Nach Angaben der Jewropejska Prawda sind die moldauischen Ermittler davon überzeugt, dass der Militärattaché Serhij Smetanjuk unmittelbar an der Evakuierung des entführten Ex-Richters beteiligt gewesen sein soll. In seinem SUV, den der Grenzschutz beim Grenzübertritt nicht kontrollieren durfte, soll Tschau eben angeblich in die Ukraine transportiert worden sein.
Präsidentin Maia Sandu versuchte noch in den ersten Tagen nach der Entführung einige Male, Wolodymyr Selenskyj zu kontaktieren, um einen Weg aus der Krise zu finden – aber jener fand keine Zeit für ein Gespräch.
Die Situation führte beinahe zu einer innenpolitischen Krise in der Moldau. Abgeordnete der prorussischen Partei PSRM [Partei der Sozialisten der Republik Moldau, A. d. Ü.] bezichtigten Sandu, an der Entführung beteiligt zu sein. Woraufhin diese versprach, sie zu verklagen.
Wie die Rückkehr Tschaus‘ die Ukraine beeinflusst
Bei der Präsidentschaftsdebatte sagte Wolodymyr Selenskyj Petro Poroschenko, dass er sein Urteilsspruch sein wird. Aber zu solch einem Urteil könnte darüber hinaus für jeden von ihnen Ex-Richter Mykola Tschaus werden.
Laut dem ehemaligen Stellvertreter und derzeitigem Mitglied des Aufsichtsrats von Ukrsalisnyzja [ukrainische Eisenbahngesellschaft, A. d. Ü.] Serhij Leschtschenko (oft verteidigt und erklärt er öffentlich das Vorgehen der aktuellen Regierung) könnte der Ex-Richter ein hochkarätiger Zeuge gegen den ehemaligen Präsidenten der Ukraine sein.

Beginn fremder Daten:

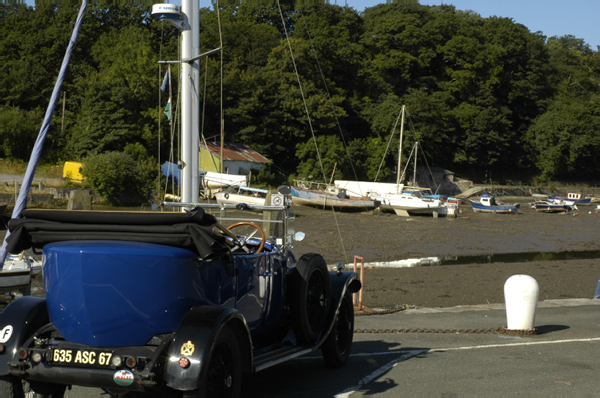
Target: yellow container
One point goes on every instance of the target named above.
(72, 172)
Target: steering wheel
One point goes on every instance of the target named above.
(242, 242)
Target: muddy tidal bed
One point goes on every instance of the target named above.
(381, 237)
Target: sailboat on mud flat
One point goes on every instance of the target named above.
(405, 203)
(316, 194)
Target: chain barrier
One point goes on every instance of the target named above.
(500, 330)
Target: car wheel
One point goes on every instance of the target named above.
(310, 295)
(11, 387)
(223, 375)
(337, 346)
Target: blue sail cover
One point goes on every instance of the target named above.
(39, 143)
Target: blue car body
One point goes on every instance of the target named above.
(125, 313)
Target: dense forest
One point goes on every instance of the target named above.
(486, 98)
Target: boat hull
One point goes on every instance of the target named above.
(302, 197)
(479, 208)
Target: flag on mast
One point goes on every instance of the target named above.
(163, 86)
(168, 109)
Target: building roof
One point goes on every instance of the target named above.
(233, 152)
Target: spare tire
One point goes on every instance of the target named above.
(309, 297)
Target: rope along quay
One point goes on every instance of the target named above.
(500, 330)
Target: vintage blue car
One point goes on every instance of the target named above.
(170, 302)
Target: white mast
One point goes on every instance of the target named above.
(190, 48)
(399, 174)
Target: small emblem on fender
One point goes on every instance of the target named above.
(5, 334)
(187, 348)
(123, 378)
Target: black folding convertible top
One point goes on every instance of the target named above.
(192, 230)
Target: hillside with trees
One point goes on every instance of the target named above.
(486, 97)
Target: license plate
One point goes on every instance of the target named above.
(81, 357)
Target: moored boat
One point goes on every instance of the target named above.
(240, 194)
(549, 207)
(310, 193)
(571, 199)
(406, 204)
(488, 204)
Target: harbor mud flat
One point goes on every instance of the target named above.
(384, 237)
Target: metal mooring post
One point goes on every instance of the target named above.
(362, 275)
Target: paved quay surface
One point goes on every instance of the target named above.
(563, 359)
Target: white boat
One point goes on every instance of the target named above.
(488, 204)
(239, 194)
(310, 193)
(406, 204)
(398, 198)
(215, 181)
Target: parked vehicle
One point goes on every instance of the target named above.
(170, 302)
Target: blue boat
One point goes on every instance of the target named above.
(487, 204)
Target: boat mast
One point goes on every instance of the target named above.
(415, 170)
(400, 151)
(190, 104)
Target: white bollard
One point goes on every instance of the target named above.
(521, 293)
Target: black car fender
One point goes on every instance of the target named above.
(19, 320)
(341, 283)
(193, 341)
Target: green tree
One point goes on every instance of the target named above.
(114, 176)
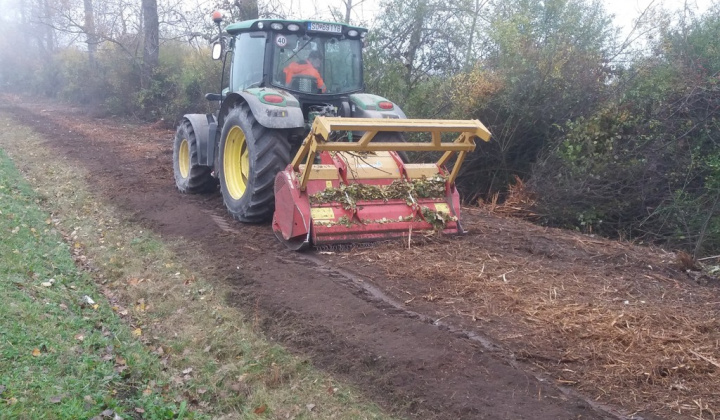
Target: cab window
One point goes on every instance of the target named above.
(248, 58)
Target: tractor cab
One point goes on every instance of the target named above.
(316, 62)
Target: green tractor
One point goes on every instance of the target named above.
(283, 74)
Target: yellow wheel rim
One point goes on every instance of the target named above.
(236, 163)
(184, 158)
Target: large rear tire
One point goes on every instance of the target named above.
(250, 156)
(190, 177)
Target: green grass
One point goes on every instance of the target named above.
(195, 352)
(60, 357)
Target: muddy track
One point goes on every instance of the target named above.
(403, 360)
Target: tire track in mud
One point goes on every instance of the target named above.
(345, 326)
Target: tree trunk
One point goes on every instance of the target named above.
(151, 44)
(348, 9)
(89, 29)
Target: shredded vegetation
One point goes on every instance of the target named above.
(174, 347)
(349, 195)
(410, 191)
(623, 324)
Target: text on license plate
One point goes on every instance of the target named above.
(324, 27)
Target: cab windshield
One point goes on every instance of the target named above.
(320, 65)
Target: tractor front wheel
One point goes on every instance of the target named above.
(250, 157)
(190, 177)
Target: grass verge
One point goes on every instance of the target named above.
(201, 355)
(64, 353)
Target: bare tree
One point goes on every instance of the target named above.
(89, 30)
(151, 44)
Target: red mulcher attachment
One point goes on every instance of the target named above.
(362, 191)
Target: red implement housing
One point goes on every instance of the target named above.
(343, 198)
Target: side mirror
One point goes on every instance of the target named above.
(217, 50)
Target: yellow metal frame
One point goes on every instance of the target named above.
(317, 139)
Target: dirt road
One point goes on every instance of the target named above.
(407, 326)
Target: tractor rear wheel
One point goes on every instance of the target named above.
(190, 177)
(250, 156)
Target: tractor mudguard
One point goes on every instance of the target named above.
(205, 127)
(284, 115)
(366, 105)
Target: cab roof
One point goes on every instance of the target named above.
(296, 26)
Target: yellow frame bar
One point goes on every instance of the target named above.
(317, 139)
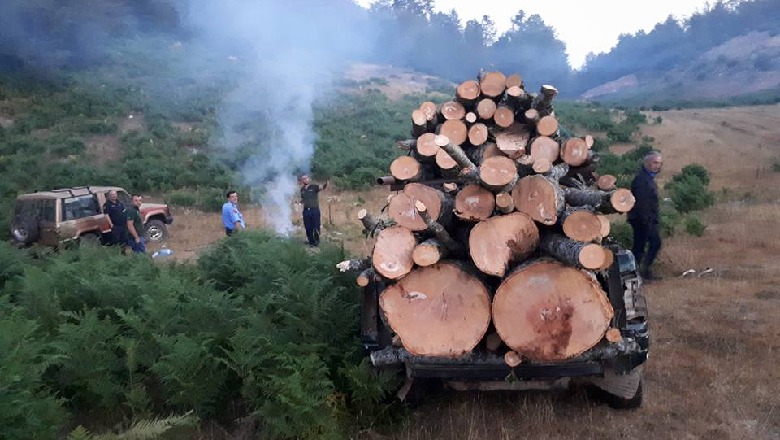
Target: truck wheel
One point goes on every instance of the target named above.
(620, 391)
(156, 231)
(89, 240)
(24, 229)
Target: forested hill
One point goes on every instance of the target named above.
(730, 49)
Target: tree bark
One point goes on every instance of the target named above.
(575, 253)
(452, 110)
(539, 197)
(493, 84)
(498, 173)
(474, 203)
(498, 242)
(402, 210)
(467, 92)
(505, 203)
(406, 168)
(547, 125)
(574, 151)
(429, 252)
(504, 116)
(478, 134)
(392, 255)
(486, 108)
(455, 130)
(607, 202)
(548, 312)
(581, 224)
(513, 140)
(440, 310)
(438, 230)
(545, 147)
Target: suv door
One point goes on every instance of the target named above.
(80, 214)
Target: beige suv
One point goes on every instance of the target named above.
(69, 215)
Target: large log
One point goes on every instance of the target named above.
(619, 200)
(406, 168)
(478, 134)
(575, 253)
(429, 252)
(539, 197)
(581, 224)
(440, 310)
(402, 210)
(467, 92)
(547, 311)
(498, 173)
(574, 151)
(392, 255)
(513, 140)
(544, 147)
(474, 203)
(498, 242)
(455, 130)
(493, 84)
(486, 108)
(452, 110)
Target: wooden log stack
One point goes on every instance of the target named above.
(494, 237)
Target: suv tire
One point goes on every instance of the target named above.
(24, 229)
(156, 231)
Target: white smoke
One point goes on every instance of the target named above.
(290, 51)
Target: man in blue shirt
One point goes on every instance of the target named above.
(232, 219)
(644, 217)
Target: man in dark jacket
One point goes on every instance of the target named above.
(117, 216)
(644, 217)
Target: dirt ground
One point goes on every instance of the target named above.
(714, 367)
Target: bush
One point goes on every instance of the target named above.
(688, 189)
(694, 225)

Andererseits werfen schon die Entführung Tschaus‘ aus dem Territorium Moldaus und die nachfolgenden Ereignisse viele Fragen zur derzeitigen Regierung auf. Antworten auf die Frage, wer den Befehl gab, den Ex-Richter aus Moldau zu entführen, auf wessen Befehl hin sie ihn rechtswidrig auf dem Territorium der Ukraine festhielten (und mit welchen Methoden man auf Tschaus zu dieser Zeit Einfluss nahm), warum die Beamten des SBU sich – wie man beim NABU versicherte – entgegen den gesetzlichen Vorgaben der Kriminalbeamten des Büros weigerten, den Verdächtigen an sie auszuliefern, können der derzeitigen Regierung ernsthafte Probleme bereiten.